El agua llevaba 15 minutos fluyendo por la regadera, pero nadie se estaba bañando.
Tampoco había nadie en casa. Estaba solo y no encontraba la forma de calmar su ansiedad. Intentó con los ejercicios que le habían recomendado que hasta ese momento habían funcionado, a los que acudía cada vez que pasaba por altos niveles de estrés, pero en aquel día fueron inútiles.
No podía respirar. La presión en el pecho era demasiado grande y lo estaba evitando. Estaba muy asustado, tanto que se llevó las manos al cuello, como si de esa manera pudiera lograr que el aire fluyera nuevamente con normalidad.
Se levantó de la cama y dio vueltas en círculos por la habitación hasta que se mareó.
Quería sentirse mejor, volver a ser la persona que solía ser antes de que todo su mundo se desplomara: una persona alegre que se reía por todo y hacía reír a todos, cuya única preocupación era tener buenas calificaciones para no presentar exámenes finales en la universidad. Aunque la mayor parte del tiempo solía ser negativo siempre terminaba viendo el lado positivo a las cosas.
Pero desde hace tiempo no lograba notar lo bueno en todo lo que ocurría en su vida. Tenía la sensación de que el mundo estaba conspirando en su contra, llevándolo cada vez más por el camino del fracaso y la desesperanza.
Avanzó hacia el baño, pensando que una ducha podría solucionar sus problemas. El agua estaba muy caliente para su gusto y le quemaba la piel, pero no se apartó. Lo soportó hasta que la piel dejó de arder. La habitación se llenaba de vapor hasta que el diminuto espejo situado en uno de los muros quedó completamente empapado.
Su reflejo lucía distorsionado y aunque la imagen se podía aclarar con tan solo pasar la mano por la superficie fría del vidrio sintió que estaba viendo su interior. Nada dentro de él, de sus pensamientos, era claro. Su cuerpo vagaba sin rumbo y su mente, lejos de controlarlo y tomar decisiones conscientes y racionales, estaba ausente.
Fue por eso por lo que abrió el mueble en donde sus padres guardaban los accesorios y productos del baño. Cuando ubicó una pequeña canasta tejida algo intentó detenerlo, pero sus manos siguieron su camino hasta dar con una de las navajas que su padre usaba para afeitarse.
El filo era terriblemente atractivo. Posó suavemente un dedo sobre el borde. La piel de su dedo índice se abrió, pero no lo suficiente para sangrar.
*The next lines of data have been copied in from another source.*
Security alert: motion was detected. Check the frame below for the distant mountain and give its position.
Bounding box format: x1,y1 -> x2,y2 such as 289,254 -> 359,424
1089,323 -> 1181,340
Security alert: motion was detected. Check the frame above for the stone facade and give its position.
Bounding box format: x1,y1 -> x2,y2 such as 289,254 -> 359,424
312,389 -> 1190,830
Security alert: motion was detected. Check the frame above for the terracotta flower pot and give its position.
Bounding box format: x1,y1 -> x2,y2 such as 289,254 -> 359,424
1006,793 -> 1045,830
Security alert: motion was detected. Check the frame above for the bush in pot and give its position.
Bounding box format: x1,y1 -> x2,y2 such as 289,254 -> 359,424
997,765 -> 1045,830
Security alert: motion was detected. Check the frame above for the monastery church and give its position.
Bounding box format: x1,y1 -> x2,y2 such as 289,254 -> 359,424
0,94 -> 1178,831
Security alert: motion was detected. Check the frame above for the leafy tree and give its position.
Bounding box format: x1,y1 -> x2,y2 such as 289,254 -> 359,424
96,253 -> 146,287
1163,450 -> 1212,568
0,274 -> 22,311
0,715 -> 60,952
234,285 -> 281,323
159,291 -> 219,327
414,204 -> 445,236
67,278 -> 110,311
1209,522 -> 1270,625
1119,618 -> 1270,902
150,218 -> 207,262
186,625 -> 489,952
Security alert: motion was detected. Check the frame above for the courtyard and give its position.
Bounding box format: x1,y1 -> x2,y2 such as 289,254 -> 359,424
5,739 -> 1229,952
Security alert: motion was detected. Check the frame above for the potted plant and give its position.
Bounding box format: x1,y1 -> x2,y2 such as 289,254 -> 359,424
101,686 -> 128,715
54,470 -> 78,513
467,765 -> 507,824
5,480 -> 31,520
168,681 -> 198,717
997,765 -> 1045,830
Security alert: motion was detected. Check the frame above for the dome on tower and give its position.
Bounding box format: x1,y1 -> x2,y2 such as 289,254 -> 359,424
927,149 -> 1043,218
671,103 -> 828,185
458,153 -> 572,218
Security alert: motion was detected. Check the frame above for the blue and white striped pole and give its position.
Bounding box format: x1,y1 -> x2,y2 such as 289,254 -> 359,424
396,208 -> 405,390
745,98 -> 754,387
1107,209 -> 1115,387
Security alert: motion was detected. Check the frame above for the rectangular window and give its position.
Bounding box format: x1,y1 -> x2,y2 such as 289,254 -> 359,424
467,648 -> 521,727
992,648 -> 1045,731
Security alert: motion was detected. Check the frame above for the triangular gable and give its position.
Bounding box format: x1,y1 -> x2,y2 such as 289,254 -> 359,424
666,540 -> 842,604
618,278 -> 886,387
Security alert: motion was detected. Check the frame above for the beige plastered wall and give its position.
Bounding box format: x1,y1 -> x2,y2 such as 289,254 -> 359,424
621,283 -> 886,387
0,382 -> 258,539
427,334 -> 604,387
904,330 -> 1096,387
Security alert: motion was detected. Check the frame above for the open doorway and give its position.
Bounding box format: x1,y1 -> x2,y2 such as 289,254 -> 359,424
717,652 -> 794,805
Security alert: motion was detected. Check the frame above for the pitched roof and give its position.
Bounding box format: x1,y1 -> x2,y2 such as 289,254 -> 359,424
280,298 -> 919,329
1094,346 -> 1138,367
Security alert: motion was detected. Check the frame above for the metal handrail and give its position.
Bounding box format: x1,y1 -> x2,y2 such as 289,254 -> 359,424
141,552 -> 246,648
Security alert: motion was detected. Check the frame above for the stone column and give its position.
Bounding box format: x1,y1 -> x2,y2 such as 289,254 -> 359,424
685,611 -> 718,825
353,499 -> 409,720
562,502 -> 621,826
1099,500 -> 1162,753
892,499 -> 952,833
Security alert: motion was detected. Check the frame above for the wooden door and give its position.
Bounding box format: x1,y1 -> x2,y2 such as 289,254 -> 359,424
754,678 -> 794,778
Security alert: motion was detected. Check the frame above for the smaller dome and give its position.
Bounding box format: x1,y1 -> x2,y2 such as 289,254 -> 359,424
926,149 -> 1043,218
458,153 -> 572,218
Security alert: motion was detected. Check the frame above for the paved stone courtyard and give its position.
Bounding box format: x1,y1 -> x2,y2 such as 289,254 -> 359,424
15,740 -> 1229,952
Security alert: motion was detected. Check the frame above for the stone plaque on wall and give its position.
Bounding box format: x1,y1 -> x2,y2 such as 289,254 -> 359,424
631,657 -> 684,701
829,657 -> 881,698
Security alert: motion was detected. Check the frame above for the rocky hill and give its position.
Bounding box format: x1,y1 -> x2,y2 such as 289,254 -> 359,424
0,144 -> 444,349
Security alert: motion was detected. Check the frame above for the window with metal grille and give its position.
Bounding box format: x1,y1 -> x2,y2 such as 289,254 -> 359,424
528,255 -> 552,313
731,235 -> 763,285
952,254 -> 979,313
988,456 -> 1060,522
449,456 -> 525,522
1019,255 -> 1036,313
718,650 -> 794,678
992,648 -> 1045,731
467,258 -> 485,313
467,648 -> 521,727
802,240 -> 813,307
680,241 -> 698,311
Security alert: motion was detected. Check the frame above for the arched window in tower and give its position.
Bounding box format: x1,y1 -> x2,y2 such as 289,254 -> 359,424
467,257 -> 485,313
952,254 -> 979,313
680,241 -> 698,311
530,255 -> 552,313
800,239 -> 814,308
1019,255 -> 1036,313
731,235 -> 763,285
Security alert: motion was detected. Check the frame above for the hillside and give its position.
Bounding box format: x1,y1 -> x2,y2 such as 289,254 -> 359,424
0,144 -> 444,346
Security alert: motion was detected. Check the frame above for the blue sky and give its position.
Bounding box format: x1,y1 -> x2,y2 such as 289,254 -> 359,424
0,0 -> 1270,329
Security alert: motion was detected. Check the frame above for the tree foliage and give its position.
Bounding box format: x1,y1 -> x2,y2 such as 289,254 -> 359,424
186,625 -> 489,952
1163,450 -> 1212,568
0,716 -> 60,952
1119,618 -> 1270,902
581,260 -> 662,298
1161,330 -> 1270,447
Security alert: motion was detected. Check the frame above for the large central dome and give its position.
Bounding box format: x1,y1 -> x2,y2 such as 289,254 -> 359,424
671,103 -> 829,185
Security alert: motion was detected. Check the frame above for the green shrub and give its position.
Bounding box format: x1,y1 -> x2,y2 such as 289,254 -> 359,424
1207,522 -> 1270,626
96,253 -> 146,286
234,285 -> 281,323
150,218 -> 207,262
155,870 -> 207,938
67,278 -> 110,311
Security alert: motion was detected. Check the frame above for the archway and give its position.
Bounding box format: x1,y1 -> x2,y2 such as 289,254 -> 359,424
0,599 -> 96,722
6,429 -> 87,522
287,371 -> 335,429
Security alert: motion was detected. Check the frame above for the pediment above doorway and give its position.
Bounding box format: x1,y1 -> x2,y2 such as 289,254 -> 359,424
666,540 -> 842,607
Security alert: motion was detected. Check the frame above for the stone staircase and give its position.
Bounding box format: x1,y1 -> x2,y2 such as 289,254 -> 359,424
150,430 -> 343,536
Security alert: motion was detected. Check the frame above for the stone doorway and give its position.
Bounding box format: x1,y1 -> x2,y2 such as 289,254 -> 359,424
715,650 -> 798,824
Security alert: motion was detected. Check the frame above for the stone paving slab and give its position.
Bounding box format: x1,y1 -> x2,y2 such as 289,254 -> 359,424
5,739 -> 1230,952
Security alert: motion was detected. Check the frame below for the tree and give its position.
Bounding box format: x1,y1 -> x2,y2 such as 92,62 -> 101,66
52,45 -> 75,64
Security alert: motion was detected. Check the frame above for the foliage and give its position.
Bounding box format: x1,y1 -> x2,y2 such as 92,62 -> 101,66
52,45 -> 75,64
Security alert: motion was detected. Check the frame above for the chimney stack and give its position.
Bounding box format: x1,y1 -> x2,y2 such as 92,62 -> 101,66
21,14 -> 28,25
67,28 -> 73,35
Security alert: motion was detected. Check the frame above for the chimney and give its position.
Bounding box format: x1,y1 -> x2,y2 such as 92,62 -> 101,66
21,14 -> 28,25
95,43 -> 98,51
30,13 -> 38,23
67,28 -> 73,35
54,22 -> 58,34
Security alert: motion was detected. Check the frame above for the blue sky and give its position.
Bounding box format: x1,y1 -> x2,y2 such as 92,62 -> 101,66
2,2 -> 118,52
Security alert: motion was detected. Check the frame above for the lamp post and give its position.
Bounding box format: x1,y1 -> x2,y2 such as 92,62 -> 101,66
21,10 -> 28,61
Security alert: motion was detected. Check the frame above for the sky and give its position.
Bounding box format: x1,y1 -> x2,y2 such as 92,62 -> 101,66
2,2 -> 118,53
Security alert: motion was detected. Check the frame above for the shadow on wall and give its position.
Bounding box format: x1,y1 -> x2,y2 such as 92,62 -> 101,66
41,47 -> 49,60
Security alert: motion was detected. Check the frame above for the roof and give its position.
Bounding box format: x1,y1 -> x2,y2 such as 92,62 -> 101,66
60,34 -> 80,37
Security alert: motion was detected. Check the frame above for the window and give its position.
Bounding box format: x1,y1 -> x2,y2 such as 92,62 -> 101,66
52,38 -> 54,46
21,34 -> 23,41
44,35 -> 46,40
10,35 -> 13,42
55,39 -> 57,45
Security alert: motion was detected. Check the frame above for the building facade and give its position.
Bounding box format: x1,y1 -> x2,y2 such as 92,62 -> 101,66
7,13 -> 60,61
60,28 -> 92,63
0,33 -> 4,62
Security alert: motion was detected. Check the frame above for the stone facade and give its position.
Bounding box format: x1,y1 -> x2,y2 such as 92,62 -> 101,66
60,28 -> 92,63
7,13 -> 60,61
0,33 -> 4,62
Tal vez un poco más de fuerza no estaría mal.
Repitió el movimiento hasta que dio un respingo. El dedo comenzó a sangrar y contempló la gota rojiza brillante deslizarse hasta que detuvo su recorrido apenas llegar a la palma.
Sujetó la navaja con más fuerza y descendió hasta la muñeca.
Era una idea estúpida, pero nada tenía sentido. Tampoco lo que estaba haciendo.
El filo entró en contacto con su piel y esperó a terminar una respiración para deslizarla en un movimiento limpio y rápido.
Pero el sonido de unos arañazos en la puerta lo detuvieron. El maullido de su gatita, Isis, fue suficiente para regresarle la consciencia. Sus ojos se fijaron en la muñeca: la navaja había comenzado a rebanarle la piel. La soltó y el arma cayó con un golpe seco al suelo.
Con ambas manos se aferró al lavabo, agachó la cabeza y lloró.
No por culpa del dolor de las heridas, si no por ser tan cobarde como para no encontrar otra salida a sus problemas.